Francis Edward Bigge was born in July 1820, the youngest son of Thomas Hanway Bigge and his wife Charlotte (née Scott), of Little Benton, Northumberland, England. He was from an old Northumberland family, his cousin Lord Stamfordham being the private secretary to Queen Victoria and King George V and his uncle being John Bigge, the special commissioner to examine the colony of New South Wales under the governorship of Lachlan Macquarie.
Bigge was educated at the Royal Naval College, Portsmouth. In 1835 he was appointed as a midshipmen on the Barham (a 50-gun frigate) in 1835, and served a commission in her in the Mediterranean for some four years.

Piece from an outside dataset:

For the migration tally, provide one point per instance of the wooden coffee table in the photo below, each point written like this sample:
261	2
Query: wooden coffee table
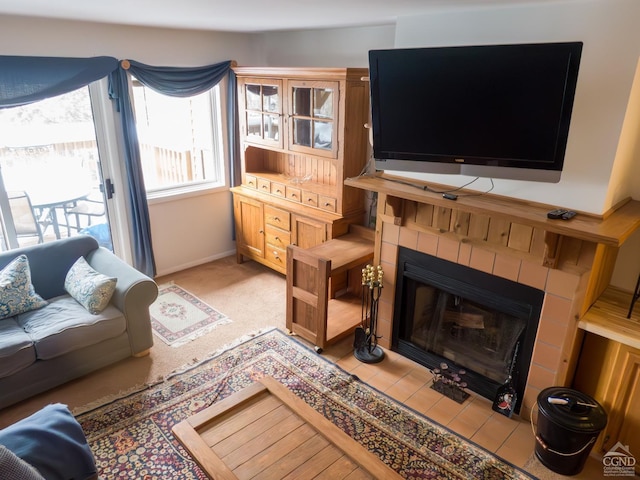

In 1839 he left the Navy, and travelled to Australia, to join his elder brother Frederick William Bigge, who had settled in New South Wales. The trip from London to Port Jackson took five months. After his arrival in New South Wales, the two brothers were inspired the success of the Leslie Brothers, who pioneered the Darling Downs (then in New South Wales but later part of Queensland) and decided to try settling in the Moreton Bay district. They travelled overland to the Moreton Bay area in about 1842, where they "squatted" in the Mount Brisbane district, their headquarters being known as "Bigge's Camp". They were nicknamed "Big Bigge" (Frederick) and "Little Bigge" (Francis).